Please let me start by stating my position on the issue which is: "Use Natural keys whenever possible, use Surrogate keys whenever necessary"
That's something that should be dinned into every relational database developer and administrator and architect and designer before they are allowed to practise the DB trade - provided "possible" is interpreted as meaning "both possible and reasonable". It has strong support in all the camps I mentioned above (even a relational "fundamentalist" like Fabian Pascal takes pretty much that position, which is what makes it easy for a pragmatist like me to agree with him).
Having said that I think I've figured out why this "debate" gets particularly intense in the SQL Server universe - it has to be with clustered indexes on identity columns, please allow me to explain further.
Let me quote Microsoft recommendations on "Clustered Index Design Guidelines" where it reads...
With few exceptions, every table should have a clustered index defined on the column, or columns, that offer the following:
- Can be used for frequently used queries.

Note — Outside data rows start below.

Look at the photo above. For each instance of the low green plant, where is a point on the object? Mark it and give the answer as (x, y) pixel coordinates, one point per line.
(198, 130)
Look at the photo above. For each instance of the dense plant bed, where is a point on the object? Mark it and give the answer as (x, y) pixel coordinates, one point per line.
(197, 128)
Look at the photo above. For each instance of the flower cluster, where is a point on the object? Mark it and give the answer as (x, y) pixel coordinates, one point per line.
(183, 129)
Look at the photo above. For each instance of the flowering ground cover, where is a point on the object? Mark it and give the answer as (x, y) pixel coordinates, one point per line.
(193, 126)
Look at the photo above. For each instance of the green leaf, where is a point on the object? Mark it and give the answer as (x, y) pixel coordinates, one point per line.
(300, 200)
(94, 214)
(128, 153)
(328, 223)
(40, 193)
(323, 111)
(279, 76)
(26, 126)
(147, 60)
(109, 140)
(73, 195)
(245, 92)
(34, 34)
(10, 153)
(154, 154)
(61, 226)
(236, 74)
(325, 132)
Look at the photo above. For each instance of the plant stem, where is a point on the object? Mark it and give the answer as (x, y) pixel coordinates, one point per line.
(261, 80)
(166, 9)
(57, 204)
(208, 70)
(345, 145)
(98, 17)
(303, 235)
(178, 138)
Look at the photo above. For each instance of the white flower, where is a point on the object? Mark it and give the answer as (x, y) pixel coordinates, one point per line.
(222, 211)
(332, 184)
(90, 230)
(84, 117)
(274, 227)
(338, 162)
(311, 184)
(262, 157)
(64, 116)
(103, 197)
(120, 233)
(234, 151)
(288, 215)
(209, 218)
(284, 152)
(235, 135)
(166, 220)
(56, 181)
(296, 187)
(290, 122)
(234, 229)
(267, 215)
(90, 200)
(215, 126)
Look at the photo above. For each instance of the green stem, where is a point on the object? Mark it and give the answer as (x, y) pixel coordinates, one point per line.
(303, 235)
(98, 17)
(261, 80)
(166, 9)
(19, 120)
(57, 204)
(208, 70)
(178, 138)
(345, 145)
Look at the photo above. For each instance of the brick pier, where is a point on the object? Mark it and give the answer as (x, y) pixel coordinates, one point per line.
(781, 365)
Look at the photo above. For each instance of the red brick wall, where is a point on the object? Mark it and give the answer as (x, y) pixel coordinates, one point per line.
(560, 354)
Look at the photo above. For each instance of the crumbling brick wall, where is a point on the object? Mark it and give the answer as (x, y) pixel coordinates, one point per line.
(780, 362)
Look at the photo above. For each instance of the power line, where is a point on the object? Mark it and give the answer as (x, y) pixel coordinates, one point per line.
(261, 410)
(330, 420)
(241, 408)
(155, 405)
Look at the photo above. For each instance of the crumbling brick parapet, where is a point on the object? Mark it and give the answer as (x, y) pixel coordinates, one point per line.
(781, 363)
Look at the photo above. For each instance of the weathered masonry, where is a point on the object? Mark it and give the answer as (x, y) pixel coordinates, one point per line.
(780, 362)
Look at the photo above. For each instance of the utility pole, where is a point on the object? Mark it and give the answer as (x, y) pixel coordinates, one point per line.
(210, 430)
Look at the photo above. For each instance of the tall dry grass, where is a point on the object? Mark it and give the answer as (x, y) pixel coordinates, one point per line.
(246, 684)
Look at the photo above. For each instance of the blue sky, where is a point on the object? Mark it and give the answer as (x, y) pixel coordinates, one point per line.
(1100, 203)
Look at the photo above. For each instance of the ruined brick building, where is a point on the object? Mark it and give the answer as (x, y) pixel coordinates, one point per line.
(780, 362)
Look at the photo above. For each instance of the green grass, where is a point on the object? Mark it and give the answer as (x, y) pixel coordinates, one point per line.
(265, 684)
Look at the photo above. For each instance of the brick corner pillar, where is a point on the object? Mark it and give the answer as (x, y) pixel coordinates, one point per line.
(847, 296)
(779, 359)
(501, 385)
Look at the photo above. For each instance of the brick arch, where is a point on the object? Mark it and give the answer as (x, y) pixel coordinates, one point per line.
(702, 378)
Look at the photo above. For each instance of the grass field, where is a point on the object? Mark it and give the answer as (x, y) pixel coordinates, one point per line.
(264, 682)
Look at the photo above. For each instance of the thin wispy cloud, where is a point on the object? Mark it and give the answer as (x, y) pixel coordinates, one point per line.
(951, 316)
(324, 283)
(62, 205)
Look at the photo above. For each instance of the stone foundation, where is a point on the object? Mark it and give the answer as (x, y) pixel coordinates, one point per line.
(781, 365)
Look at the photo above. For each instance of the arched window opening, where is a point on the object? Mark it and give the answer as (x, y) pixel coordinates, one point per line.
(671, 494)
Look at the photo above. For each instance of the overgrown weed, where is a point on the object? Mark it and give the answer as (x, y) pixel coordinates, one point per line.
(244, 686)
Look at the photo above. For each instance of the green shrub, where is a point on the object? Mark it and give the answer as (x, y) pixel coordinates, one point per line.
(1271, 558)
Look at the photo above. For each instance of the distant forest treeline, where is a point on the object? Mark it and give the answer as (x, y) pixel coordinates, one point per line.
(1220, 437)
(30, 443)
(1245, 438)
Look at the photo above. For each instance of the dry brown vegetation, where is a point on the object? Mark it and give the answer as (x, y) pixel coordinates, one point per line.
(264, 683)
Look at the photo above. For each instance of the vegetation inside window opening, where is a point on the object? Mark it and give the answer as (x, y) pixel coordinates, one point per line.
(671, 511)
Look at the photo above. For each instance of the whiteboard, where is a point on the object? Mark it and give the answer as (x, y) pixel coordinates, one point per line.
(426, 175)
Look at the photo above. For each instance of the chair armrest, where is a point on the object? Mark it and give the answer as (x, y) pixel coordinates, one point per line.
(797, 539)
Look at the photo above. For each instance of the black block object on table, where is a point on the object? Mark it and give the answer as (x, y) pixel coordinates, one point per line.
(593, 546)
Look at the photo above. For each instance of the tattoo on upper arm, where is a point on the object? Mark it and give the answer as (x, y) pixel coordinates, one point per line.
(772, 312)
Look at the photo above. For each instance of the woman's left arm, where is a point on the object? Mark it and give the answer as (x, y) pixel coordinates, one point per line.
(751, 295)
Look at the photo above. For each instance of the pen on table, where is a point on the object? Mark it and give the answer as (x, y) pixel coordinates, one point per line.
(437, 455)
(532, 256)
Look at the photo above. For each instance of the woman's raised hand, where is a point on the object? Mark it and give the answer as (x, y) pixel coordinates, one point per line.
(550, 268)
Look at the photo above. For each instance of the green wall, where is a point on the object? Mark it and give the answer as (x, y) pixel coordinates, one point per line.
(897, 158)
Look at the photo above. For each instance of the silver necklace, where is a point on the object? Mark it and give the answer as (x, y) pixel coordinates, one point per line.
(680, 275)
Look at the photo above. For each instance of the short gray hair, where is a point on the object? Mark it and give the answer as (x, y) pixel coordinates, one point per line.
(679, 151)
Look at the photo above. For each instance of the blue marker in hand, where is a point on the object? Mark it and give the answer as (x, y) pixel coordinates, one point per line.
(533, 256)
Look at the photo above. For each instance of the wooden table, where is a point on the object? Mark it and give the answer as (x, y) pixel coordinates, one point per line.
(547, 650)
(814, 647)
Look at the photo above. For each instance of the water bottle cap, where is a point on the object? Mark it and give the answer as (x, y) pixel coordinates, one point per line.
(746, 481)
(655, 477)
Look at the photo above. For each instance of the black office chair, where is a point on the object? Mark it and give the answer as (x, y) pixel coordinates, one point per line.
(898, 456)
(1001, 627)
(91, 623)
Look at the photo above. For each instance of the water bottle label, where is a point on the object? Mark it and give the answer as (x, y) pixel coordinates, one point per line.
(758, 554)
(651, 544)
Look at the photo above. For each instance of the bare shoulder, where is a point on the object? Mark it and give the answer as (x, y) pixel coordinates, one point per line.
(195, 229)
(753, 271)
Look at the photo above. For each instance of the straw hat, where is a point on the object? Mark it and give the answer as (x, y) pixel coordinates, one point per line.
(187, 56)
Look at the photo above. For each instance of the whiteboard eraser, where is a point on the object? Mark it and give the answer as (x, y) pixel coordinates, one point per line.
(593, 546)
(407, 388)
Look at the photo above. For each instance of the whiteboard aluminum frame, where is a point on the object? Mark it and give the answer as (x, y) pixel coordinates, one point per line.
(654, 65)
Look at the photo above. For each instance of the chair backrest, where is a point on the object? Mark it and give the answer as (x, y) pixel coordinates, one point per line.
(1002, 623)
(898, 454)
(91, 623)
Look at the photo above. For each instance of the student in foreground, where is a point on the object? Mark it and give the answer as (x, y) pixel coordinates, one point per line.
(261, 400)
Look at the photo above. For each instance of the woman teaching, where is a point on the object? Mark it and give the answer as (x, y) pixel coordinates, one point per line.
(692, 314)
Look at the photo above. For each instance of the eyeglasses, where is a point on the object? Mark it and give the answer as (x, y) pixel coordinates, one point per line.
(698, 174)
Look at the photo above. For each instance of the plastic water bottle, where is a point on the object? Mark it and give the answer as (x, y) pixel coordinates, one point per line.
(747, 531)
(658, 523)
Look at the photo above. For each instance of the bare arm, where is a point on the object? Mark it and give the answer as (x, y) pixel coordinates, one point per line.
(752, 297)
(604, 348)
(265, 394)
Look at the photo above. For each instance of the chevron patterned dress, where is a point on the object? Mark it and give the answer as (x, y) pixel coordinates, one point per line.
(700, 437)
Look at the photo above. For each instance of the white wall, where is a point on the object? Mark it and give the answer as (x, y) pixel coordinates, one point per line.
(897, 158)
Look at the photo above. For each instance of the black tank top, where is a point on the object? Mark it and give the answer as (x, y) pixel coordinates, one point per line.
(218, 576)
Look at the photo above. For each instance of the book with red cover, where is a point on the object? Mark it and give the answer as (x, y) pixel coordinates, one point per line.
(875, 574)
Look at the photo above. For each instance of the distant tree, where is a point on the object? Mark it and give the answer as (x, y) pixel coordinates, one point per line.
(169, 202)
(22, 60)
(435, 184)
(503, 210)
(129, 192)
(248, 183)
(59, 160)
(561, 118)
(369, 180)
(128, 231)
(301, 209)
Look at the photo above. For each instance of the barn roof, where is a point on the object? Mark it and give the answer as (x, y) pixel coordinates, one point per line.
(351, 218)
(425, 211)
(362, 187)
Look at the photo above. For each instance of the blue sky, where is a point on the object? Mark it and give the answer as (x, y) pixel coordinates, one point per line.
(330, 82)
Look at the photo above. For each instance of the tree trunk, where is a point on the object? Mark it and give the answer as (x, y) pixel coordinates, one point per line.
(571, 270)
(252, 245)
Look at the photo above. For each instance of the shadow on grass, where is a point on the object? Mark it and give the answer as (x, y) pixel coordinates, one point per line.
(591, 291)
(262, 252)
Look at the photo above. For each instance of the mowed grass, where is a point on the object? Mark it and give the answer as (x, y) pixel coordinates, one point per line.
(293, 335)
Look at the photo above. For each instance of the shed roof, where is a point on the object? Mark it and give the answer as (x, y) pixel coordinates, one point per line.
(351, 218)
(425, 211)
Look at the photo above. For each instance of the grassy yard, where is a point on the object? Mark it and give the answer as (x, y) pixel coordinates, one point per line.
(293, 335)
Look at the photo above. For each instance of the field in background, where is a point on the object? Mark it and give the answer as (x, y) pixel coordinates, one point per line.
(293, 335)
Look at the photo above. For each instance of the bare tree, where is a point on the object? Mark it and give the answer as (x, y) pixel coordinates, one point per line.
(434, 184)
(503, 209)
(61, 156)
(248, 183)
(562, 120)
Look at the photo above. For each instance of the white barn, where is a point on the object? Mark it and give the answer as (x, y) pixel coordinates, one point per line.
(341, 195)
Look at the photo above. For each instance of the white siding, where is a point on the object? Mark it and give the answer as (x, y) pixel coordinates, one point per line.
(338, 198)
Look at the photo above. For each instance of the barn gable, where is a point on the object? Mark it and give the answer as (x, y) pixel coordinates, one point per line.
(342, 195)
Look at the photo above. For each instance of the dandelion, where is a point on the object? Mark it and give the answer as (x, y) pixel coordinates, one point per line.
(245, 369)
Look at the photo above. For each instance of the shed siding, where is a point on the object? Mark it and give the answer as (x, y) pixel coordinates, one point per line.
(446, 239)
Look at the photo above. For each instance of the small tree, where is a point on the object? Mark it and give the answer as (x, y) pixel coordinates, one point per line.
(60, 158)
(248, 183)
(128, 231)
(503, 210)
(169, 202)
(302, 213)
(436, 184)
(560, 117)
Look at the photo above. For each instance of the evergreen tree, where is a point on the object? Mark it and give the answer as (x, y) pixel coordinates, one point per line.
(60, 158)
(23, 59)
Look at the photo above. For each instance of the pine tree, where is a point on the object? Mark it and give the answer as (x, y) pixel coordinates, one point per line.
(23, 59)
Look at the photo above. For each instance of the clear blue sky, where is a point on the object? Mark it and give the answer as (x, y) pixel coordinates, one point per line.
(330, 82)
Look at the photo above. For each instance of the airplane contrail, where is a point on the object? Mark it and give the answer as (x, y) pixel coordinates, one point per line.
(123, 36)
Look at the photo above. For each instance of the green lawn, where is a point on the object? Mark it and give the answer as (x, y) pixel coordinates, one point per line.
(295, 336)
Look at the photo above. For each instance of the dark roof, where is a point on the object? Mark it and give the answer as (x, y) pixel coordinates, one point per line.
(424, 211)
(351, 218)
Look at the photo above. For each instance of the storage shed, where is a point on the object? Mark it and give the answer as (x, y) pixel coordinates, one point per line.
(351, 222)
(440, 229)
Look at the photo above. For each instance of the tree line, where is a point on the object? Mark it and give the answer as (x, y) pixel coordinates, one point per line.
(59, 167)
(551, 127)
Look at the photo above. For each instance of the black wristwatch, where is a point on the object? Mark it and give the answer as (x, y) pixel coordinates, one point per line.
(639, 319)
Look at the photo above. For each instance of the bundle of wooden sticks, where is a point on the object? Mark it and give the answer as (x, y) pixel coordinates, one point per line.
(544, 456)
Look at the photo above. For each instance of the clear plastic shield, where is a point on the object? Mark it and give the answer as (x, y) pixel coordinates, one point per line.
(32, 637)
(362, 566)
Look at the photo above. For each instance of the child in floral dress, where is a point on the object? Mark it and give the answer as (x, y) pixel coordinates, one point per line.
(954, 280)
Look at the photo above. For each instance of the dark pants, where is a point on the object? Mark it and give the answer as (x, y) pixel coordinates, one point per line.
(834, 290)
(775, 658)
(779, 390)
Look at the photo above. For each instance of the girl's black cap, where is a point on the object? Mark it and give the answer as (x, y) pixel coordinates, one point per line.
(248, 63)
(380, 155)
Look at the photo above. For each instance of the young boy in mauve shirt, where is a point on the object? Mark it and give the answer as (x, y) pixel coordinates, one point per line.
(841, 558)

- Provide a high degree of uniqueness.
- Can be used in range queries.
. . .
Generally, you should define the clustered index key with as few columns as possible. Consider columns that have one or more of the following attributes:
- Are unique or contain many distinct values
- Are accessed sequentially
- Used frequently to sort the data retrieved from a table
- Defined as IDENTITY because the column is guaranteed to be unique within the table
I personally find these guidelines sound but I also think some DBA construct them as "you must have a clustered index on an identity column" missing a couple of key words in Microsoft's documentation like "with few exceptions
" and "columns that have one or more of the following attributes
My interpretation of the guidelines goes like: a clustered index is helpfull if chosen column is used in certain ways and is already defined in certain ways - which may (or may not) include the fact of already being of the identity datatype.
The guidelines aren't really sound; for example "can be used on range queries" really means "make things which are used close together live close together in the index" which, in an OLTP system, may have nothing to do with range queries (for example if I have a small numer of interactive users and a system where menus are constructed from text in a database, it's a good idea to cluster on language - if someone's using French menus he or she will probably continue to do so, and having the same text in 104 languages in cache just because it's been pulled in in French isn't useful: there's no range query involved there); the same text example blows away the "high degree of uniqueness" guideline (if it said "sets of columns" which had that property it would be sound, but it says "coumns" not "sets of columns"). The statement about identity columns is just plain false (duplicates can and do occur if uniqueness is not enforced by a constraint).
Hope this brings fresh air to the so called debate - I know it's almost impossible to end it :-D
I think it's about as likely to end as our longest thread.